Estate agents Foxtons saw revenues fall to £106.9m in 2019, down from the £111.5m reported during the previous financial year.
For the year ended 31 December 2019, the company made a pre-tax loss of £8.8m, down from £17.2m, and adjusted EBITDA was reported at £2.5m, compared with £3.6m in the same period in 2018.
Additionally, sales revenues decreased by 10% to £32.6m, whilst letting revenues decreased by 2% to £65.7m, which included the £2.7m impact from the tenancy fees ban.
In December, Foxtons also closed four of its “underperforming” branches.
CEO Nic Budden said: “In 2019 sales transactions continued to fall from the historic lows we saw the previous year. In addition, we saw fewer high value sales at the top end of the market, which impacted sales revenue.
“In lettings, where our focus remains, we delivered another solid performance, despite the impact of the tenant fee ban which came into place in June 2019.”
He added: “Selling or finding a property is more challenging than ever before, whilst landlords are facing increasing legal risks through tighter regulation.

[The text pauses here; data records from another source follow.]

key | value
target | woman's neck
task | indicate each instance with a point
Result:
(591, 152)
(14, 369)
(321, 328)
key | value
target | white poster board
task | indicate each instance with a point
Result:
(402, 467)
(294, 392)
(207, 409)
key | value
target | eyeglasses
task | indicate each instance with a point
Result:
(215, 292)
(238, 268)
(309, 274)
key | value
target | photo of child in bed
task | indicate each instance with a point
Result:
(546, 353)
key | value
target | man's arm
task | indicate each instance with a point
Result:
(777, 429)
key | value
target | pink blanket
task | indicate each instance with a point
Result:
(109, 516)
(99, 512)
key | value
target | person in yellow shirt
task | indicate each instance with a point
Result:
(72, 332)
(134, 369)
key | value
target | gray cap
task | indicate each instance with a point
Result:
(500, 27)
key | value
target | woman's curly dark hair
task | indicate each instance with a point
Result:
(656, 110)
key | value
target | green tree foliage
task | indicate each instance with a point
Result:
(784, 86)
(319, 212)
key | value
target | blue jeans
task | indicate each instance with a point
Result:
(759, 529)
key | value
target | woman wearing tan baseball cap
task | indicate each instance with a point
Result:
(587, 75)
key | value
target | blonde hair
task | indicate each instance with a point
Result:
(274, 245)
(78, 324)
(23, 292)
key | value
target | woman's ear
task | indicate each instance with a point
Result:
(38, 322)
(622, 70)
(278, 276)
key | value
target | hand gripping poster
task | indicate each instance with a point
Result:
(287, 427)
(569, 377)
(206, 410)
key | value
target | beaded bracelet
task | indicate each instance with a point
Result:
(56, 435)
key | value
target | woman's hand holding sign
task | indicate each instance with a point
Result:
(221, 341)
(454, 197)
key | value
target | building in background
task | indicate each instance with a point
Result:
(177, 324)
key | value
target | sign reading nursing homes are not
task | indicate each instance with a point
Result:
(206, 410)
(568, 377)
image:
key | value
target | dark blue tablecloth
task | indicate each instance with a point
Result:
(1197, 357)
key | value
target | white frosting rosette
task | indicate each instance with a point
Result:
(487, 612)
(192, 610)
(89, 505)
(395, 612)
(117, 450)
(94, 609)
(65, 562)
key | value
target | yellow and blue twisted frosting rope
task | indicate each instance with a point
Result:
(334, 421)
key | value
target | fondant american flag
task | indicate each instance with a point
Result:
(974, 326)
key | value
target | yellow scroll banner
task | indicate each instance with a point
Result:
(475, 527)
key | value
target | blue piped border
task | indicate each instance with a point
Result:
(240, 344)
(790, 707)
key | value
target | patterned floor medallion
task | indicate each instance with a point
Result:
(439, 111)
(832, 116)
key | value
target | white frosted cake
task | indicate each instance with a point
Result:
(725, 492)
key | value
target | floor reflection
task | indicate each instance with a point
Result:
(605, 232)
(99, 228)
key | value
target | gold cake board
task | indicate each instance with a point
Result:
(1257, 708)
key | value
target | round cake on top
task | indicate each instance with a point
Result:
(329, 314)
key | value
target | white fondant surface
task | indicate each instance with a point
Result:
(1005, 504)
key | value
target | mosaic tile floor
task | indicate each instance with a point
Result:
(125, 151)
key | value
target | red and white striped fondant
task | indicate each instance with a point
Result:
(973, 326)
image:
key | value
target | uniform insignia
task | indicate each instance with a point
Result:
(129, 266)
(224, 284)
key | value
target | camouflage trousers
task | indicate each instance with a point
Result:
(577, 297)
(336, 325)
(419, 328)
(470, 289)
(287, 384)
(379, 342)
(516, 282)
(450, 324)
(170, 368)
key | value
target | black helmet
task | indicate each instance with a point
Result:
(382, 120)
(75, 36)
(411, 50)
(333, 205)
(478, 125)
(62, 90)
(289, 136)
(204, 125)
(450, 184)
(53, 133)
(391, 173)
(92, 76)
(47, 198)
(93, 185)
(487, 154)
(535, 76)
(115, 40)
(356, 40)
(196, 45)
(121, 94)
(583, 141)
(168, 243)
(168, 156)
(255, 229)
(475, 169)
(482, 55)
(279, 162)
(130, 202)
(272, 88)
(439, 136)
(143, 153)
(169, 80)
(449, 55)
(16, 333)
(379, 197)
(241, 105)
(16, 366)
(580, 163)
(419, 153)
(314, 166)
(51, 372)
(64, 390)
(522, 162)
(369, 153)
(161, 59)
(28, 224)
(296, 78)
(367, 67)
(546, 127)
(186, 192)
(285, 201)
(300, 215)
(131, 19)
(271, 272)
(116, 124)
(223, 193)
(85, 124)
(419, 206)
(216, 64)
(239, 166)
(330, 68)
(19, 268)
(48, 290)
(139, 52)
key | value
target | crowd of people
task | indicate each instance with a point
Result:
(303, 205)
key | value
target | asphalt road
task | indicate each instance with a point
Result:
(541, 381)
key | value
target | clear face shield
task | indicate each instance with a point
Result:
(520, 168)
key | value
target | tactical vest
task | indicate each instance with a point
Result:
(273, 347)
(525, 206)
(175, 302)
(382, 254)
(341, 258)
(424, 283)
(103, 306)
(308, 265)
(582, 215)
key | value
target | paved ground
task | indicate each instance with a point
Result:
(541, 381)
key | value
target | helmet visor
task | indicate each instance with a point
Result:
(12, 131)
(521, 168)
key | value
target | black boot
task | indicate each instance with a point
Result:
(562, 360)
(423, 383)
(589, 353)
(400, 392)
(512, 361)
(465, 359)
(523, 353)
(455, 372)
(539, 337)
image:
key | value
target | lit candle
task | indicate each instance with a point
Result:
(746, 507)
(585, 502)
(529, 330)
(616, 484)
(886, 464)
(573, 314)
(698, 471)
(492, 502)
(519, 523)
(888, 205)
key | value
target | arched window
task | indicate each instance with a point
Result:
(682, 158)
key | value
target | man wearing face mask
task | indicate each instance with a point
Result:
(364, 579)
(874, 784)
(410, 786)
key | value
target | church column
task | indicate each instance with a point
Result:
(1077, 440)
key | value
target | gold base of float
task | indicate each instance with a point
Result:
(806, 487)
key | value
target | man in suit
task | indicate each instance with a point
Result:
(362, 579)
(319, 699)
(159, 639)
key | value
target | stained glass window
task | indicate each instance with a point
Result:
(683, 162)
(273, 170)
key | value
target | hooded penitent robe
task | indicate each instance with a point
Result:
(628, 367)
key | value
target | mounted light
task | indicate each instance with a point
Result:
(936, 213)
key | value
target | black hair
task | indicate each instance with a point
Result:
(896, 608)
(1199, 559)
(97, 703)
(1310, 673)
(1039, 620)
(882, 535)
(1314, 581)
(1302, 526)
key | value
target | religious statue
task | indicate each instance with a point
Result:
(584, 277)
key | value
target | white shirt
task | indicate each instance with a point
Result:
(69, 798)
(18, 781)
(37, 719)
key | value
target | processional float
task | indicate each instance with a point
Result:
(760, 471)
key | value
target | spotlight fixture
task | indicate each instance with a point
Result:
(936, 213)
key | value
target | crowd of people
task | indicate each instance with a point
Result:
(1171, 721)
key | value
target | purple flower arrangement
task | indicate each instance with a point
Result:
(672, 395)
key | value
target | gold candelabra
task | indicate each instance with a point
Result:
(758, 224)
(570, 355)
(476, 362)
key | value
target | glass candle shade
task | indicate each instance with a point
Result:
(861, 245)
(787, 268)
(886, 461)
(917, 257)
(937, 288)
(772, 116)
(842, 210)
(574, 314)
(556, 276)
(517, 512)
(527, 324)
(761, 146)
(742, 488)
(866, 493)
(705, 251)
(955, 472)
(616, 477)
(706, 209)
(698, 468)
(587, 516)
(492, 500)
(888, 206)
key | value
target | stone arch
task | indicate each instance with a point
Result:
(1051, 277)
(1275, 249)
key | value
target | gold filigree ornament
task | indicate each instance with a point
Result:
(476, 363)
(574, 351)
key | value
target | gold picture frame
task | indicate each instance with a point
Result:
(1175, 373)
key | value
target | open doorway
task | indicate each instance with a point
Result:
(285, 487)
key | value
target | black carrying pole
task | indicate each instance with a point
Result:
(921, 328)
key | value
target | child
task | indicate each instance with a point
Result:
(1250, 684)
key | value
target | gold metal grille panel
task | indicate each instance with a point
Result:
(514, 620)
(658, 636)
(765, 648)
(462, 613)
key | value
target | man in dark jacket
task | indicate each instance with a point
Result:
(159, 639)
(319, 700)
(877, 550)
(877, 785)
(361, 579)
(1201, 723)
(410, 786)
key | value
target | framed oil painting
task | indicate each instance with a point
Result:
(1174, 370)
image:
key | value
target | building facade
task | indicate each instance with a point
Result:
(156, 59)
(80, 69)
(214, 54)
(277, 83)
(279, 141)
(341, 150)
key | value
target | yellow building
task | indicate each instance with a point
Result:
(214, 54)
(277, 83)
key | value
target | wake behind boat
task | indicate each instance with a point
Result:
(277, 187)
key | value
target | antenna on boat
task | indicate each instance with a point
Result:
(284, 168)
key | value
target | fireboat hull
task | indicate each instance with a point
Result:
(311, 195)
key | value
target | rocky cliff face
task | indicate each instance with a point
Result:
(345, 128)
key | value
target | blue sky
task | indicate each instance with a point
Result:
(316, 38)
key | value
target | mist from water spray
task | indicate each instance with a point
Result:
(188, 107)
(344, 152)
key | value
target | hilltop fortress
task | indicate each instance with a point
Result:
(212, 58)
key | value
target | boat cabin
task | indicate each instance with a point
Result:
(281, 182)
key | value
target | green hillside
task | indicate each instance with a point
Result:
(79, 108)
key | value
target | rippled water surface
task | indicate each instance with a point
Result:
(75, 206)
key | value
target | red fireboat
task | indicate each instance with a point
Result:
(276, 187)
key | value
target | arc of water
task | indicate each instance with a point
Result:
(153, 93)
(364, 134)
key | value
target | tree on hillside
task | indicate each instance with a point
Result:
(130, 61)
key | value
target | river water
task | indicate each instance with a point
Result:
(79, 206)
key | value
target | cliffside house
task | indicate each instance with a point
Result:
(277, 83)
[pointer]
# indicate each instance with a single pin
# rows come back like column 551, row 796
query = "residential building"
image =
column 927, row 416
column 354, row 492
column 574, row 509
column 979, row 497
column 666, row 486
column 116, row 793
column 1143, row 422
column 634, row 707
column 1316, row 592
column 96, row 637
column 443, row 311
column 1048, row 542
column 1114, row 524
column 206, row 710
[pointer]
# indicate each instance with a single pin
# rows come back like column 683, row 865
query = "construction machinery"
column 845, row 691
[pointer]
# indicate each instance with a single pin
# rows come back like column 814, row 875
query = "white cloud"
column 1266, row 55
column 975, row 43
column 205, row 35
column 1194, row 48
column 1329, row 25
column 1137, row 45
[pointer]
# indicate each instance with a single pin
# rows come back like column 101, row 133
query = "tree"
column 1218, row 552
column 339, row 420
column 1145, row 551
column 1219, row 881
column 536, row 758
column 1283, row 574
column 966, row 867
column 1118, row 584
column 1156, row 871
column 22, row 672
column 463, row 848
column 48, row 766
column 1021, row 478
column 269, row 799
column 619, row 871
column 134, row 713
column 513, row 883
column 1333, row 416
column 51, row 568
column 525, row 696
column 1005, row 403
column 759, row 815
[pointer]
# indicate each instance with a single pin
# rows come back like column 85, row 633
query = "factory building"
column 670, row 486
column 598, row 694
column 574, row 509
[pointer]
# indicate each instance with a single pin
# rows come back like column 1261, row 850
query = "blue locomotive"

These factors create even more relevance and demand for our high service models across both sales and lettings, which are built on the expertise and commitment of our people.
“Overall, we are pleased with our resilience in this prolonged downturn. The business and our people have proved adaptable and resilient, delivering stable results. We continue to maintain a strong balance sheet with no external borrowings.”